協会のあゆみ

この60年間、中部デザイン協会(cda)は、官民一体となって中部圏域のデザイン振興をしてまいりました。
 
協会の創立と歴史

中部デザイン協会は、1950年(昭和25年)12月に、愛知県、名古屋市、名古屋商工会議所、地元産業界のバックアップにより、愛知県工業設計家協会として発足し、事務局を翌年の1951年4月に開所された愛知県工業指導所内においてデザイン振興活動をスタートさせました。

中部デザイン協会が設立された1950年は戦後の混迷した世相が落ち着きを取り戻し、ようやく社会全体に明るさが戻ってきた年でした。当時産業界においては、経済の復興を目指して工業製品の生産に意欲的に取り組み出した時代で、産業の伸展、貿易の拡大が重要な国の課題となっていました。そして産業の伸展と貿易の拡大の一端を担うものとして、デザインの役割が認識された年でした。ちょうど工業デザインの黎明期でもあり、デザイン元年とも言える年でした。愛知県工業設計家協会としてスタートしたこの頃は、デザインという用語が工業設計意匠ということばで語られておりました。そして、その後、経済白書に「もはや戦後ではない」と宣言された1954年に、現在の中部デザイン協会と改称されました。

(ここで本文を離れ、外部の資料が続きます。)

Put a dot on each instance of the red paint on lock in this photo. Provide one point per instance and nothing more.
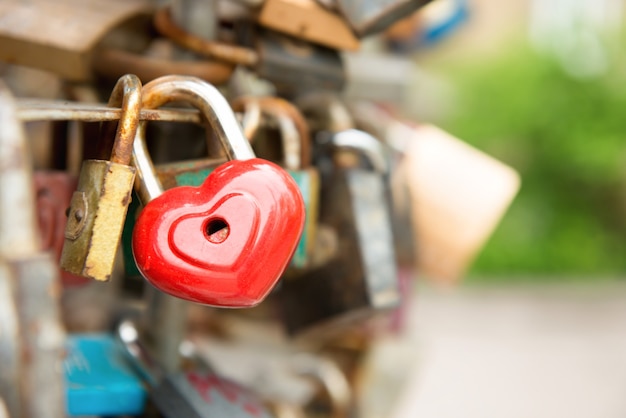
(181, 244)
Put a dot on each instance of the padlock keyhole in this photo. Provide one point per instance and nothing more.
(217, 230)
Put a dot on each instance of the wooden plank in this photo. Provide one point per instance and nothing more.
(59, 35)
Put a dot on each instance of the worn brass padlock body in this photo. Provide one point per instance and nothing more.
(99, 205)
(92, 234)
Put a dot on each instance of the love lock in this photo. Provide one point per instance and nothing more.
(296, 156)
(227, 242)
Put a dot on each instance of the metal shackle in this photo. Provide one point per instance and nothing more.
(293, 127)
(214, 109)
(127, 95)
(364, 144)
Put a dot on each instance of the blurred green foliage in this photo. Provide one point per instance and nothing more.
(567, 138)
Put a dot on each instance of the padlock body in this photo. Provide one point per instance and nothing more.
(96, 218)
(259, 214)
(53, 190)
(308, 183)
(205, 394)
(361, 280)
(194, 173)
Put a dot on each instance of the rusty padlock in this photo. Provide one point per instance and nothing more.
(372, 16)
(98, 209)
(296, 157)
(361, 281)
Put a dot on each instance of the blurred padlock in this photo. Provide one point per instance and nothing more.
(307, 20)
(296, 157)
(196, 393)
(53, 190)
(362, 280)
(292, 65)
(227, 242)
(98, 210)
(372, 16)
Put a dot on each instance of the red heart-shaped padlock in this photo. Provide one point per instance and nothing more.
(225, 243)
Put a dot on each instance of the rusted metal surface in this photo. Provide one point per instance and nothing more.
(115, 63)
(38, 109)
(217, 50)
(59, 36)
(293, 127)
(325, 111)
(331, 379)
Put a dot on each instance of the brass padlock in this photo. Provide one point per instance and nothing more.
(98, 208)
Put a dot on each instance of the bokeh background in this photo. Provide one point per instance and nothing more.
(541, 86)
(538, 328)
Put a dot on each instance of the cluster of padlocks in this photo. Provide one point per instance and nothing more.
(195, 195)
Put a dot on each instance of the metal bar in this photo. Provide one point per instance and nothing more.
(36, 109)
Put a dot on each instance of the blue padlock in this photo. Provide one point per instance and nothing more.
(99, 379)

1959年8月初めての常設展示場が、名鉄百貨店6階に登場



この時代に全国に先駆けて、デザイン団体の草分け的存在として中部デザイン協会を設立し、工業製品のデザイン向上や品質の改善につとめたことは、日本のデザイン史の中でも特筆されるべきことだと言えます。中部デザイン協会は、当時、企業の技術・デザインの指導的役割を果たしていた、愛知県工業指導所に事務局をおいて活動をしていたところが、その後設立されたデザイナー団体と大きく違うところです。中部デザイン協会が設立された2年後の1952年には、日本インダストリアルデザイナー協会(JIDA)が設立され、毎日新聞社による工業デザインのコンペティションも実施されるようになりました。また、その翌年には、デザイン学会や日本流行色協会が設立されるなど、年を追ってデザインを取り巻く環境が整ってきました。